Summary: Edward Elric. The sole survivor. When tragic memories haunt the poor, deformed boy, what sad tale will unfold? AU, angst, incomplete. Rating may be subject to change.
A/N: I had hoped that this chapter would be longer, but I was on the verge of tearing out my hair from frustration and non-postage. So please enjoy what I have posted, and I'll try to get more up soon! (I know it's short, but feedback would still be wonderful)
Now, presenting:
Road of Memories
Cars speed down the highway, recklessly racing over the cold, broken asphalt that is the result of generations of abuse. The musky, pervasive stench of gasoline fills the air for miles alongside this desolate road, but very few dare to pause in their journeys long enough to notice the lonely, neglected state of this place. It's almost as if people are afraid to stop here.
I wouldn't blame them.
-
"Nii-san, where are they taking her?"
"Hush, Al. Show your respect for the dead," I whispered, instantly remorseful. I knew it was a terrible thing to say, and I knew that he hadn't understood much of what had happened in the past week. Inside me a child, much like the boy that now desperately clutched my hand, burst into tears and glared up at me in anger, as if I was the cause of all his woes. My face stayed blank.

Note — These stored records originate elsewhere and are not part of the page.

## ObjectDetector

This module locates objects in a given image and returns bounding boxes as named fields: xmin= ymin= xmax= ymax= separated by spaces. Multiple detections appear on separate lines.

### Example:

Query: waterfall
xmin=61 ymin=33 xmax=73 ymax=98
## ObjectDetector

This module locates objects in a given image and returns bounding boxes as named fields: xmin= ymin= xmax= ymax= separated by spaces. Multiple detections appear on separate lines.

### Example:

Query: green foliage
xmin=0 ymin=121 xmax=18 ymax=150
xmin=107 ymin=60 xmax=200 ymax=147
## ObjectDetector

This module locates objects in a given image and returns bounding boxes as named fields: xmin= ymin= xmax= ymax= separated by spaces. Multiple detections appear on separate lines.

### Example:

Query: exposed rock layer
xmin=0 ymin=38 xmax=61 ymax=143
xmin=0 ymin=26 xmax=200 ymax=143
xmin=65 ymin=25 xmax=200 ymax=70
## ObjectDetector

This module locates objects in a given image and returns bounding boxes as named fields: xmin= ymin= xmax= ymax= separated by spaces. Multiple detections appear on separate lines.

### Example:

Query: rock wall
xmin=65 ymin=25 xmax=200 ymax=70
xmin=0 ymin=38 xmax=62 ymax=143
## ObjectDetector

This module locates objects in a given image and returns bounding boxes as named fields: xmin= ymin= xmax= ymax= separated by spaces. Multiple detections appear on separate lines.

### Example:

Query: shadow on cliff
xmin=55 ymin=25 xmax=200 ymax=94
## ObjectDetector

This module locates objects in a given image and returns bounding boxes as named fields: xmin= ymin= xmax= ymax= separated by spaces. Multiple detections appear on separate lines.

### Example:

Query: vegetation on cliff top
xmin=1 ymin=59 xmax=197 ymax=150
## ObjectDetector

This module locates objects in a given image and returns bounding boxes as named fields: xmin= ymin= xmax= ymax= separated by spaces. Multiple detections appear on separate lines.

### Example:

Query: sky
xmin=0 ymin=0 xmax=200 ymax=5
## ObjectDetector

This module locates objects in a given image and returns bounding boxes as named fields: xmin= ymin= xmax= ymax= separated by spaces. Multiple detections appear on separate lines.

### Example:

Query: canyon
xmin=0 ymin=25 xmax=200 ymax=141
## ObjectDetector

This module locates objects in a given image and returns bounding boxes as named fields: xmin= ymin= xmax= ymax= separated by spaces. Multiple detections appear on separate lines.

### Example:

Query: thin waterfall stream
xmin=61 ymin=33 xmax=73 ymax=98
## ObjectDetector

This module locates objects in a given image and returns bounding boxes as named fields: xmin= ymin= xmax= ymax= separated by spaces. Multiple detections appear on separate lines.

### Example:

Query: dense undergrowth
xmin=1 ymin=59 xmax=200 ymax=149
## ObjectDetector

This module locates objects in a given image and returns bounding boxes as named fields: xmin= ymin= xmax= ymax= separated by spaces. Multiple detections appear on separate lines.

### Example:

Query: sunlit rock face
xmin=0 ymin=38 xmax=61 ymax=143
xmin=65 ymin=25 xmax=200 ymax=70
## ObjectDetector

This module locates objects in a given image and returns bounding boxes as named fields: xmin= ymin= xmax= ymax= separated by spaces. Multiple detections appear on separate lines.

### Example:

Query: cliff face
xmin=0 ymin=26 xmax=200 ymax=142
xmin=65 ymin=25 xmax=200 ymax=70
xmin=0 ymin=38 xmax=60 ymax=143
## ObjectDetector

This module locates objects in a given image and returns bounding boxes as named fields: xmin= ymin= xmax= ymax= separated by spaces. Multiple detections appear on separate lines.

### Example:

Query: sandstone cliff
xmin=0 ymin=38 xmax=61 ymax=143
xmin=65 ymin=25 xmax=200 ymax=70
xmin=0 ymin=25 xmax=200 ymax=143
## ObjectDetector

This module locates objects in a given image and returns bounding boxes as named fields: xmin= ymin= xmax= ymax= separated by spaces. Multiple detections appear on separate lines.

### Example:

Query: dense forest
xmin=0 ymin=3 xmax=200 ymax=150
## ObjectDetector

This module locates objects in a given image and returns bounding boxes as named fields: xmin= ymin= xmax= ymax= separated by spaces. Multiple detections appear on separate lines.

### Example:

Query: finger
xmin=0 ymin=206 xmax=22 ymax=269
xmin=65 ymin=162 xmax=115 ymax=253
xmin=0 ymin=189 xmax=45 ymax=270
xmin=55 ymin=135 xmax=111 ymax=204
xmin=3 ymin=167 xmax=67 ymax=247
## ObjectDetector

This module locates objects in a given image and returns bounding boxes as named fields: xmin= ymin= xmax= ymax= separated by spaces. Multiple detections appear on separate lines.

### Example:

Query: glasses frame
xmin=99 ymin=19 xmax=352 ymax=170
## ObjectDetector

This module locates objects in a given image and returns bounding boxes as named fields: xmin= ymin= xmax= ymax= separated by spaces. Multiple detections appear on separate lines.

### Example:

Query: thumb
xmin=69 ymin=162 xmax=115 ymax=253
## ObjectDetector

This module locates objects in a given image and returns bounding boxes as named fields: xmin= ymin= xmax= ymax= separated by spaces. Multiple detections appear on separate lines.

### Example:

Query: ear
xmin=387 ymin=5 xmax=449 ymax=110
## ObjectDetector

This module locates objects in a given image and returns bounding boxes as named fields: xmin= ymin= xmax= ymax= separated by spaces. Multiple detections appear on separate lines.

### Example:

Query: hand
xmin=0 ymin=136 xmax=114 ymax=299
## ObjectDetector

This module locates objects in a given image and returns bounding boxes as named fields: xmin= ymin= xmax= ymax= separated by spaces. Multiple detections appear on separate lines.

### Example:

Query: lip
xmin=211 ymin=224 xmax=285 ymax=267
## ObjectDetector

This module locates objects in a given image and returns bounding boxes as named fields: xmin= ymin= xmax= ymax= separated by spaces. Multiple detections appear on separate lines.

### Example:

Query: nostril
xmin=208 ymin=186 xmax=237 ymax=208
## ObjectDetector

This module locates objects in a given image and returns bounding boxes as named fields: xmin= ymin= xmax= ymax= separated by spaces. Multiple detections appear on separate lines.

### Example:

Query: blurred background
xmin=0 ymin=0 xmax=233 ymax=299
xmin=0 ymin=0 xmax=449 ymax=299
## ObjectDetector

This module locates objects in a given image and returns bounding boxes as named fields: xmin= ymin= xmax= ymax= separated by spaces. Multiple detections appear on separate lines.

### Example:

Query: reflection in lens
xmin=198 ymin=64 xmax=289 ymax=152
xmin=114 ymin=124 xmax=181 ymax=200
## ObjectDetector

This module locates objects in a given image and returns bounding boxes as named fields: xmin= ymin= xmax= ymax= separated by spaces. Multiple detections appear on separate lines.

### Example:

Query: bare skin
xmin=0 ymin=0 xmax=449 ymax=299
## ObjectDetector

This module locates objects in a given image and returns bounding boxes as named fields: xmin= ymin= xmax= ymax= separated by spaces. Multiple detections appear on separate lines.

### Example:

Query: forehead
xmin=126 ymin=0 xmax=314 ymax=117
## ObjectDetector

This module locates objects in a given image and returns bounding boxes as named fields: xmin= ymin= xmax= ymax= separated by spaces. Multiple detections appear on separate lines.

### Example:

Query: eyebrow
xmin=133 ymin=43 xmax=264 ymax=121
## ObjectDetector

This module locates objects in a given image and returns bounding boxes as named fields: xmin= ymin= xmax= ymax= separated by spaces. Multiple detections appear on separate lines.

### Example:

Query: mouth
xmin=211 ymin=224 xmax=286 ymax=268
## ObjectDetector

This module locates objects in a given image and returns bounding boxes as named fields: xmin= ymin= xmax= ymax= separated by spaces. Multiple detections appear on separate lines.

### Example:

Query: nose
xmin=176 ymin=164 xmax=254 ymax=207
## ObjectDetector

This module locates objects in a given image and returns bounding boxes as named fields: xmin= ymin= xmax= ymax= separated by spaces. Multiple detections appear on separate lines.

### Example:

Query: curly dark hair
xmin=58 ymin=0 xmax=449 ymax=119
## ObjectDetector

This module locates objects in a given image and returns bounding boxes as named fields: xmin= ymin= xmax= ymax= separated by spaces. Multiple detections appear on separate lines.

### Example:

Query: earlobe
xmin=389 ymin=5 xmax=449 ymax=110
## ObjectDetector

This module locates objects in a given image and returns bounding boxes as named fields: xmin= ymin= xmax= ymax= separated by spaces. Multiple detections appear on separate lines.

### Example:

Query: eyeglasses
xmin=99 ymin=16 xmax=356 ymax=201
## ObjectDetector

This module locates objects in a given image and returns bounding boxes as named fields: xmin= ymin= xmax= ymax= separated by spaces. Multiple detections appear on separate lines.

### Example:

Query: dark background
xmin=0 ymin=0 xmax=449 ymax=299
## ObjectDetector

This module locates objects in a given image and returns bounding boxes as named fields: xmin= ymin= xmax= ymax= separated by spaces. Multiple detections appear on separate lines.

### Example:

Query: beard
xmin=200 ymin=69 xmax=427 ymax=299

"Nii-san, what-" he began timidly, but cut himself off at my cold stare. He was afraid of me. I could see it.
But slowly, as the old man in black robes nearby began to drone, and the small, mellow crowd surrounding us settled into a trance-like state, he reached up his soft, chubby palm and slipped it into my own. The cold iron fist that clenched my heart lightened its grip ever so slightly.
Gently, I pulled my hand from his grasp, and with my one good arm—my right arm—I pulled him up into my lap. That seemed to pacify his insecurity for the moment. He snuggled into my chest contentedly, though I could barely feel it.
Like everything else to me in this world, he was distant. I could touch him only with one arm; hold him only with the same. All else had been taken from me in the accident.
-
I sigh frustratedly, but the quiet noise is quickly consumed by the automobiles' roar. Shivers run down my spine. I hate being here- it never fails in erasing all happy notions from my mind. And yet, I still force myself to return as often as possible, like some sacred place that must, however grudgingly, be recognized.
Tall, overbearing stone walls stand at either side of me. Dark, slimy, and riddled with fractures; they are the sole remaining relic of this place and its shadowy past.
I look up. There, high up on the wall to my right, I can barely make out the faded red lettering: LABORATORY 5. I don't need to turn my head to the left to know what I will see emblazoned across the other wall: PRISON 2.
Indeed, this is a sacred place. This is where my life turned around. This is where everything I had was either taken, abused, or mangled to a point that was barely recognizable. This is my gravesite.
I claim it as my own not because I am, or ever will be buried here. It is my gravesite because in it rest the remains of those whose downfalls were my own responsibility.
And I have many, many responsibilities.